Mettons Dieu entre parenthèses !
Le Liban est à terre, mais, disloqué et dévasté, il est loin d’être vaincu pour autant. Le Hezbollah, milice « terroriste », a créé autour de lui une immense adhésion populaire, grosse, pour l’ensemble du monde arabe, de bien des développements futurs. Aucune armée d’aucun pays ne réussira à désarmer ce mouvement lié dorénavant, qu’on le déplore ou qu’on s’en réjouisse, à l’âme du pays, à sa raison d’être, à sa vision de son propre avenir. Seul un dialogue politique interne, patient et réaliste, conduira peut-être un jour Cheikh Nasrallah – qui, d’avoir accepté immédiatement la résolution 1701, fait désormais figure de sage et de responsable aux yeux de beaucoup – à céder son arsenal à l’État libanais, une fois réglée la sortie du dernier soldat israélien du sol national et restitués au seul Liban les 45 kilomètres carrés des « fermes de Chebaa », argument clé des irréductibles hezbollahis.
Les régimes arabes proaméricains, qui n’avaient pas fait mystère de leur conviction qu’Israël « ne ferait qu’une bouchée du Parti de Dieu », et devenus ainsi les alliés objectifs de l’État hébreu, sont plus fragilisés que jamais.
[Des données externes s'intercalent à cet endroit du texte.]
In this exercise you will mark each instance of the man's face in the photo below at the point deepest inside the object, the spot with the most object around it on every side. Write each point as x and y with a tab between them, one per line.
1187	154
Ils ont intérêt pour un temps à faire le mort s’ils ne veulent pas affronter « l’exemplarité » des positions d’Hugo Chávez, le Vénézuélien.
Iran intégralement chiite, majorité chiite en Irak, pouvoir alaouite en Syrie, Hezbollah chiite libanais : ce quatuor-là n’a jamais autant ni si bien dominé la scène proche-orientale. La bombe atomique iranienne se fera (peut-être existe-t-elle déjà). Israël et son allié américain n’inspirent plus d’effroi dissuasif : un mythe s’est effondré dans la lueur des Merkava qui flambent.
L’État hébreu ferait bien de tirer, gravement, la leçon de ces journées redoutables et déjà légendaires. Pour fort et déterminé qu’il soit, il n’est plus invulnérable, malgré l’appui américain. Appui aveugle comme chacun sait. C’est désormais l’adjectif « aveugle » qui doit retenir l’attention. L’avenir d’Israël n’est pas outre-Atlantique. Cet avenir, il lui appartient de l’inscrire – géographiquement, politiquement, éthiquement – dans un Proche-Orient enfin pacifié, apaisé par l’ouverture de l’État juif à ses voisins et par l’acceptation sincère et loyale de ce que sont ces vieux peuples de vieille humanité. « Une paix juste et durable », rengaine connue, est la seule clé possible, la seule solution acceptable.
Ce qui rend tellement inextricable la situation du Proche-Orient et si introuvable à ce jour l’issue, c’est que chacune des parties y défend tour à tour ou simultanément sa part de sol et sa part de ciel. Il conviendra un jour de mettre Dieu entre parenthèses. Si le martyre du Liban rend possible cette prise de conscience, ce martyre n’aura pas été aussi vain et aussi absurde qu’il paraît aujourd’hui. L’histoire est aussi parfois faite de ces surprises.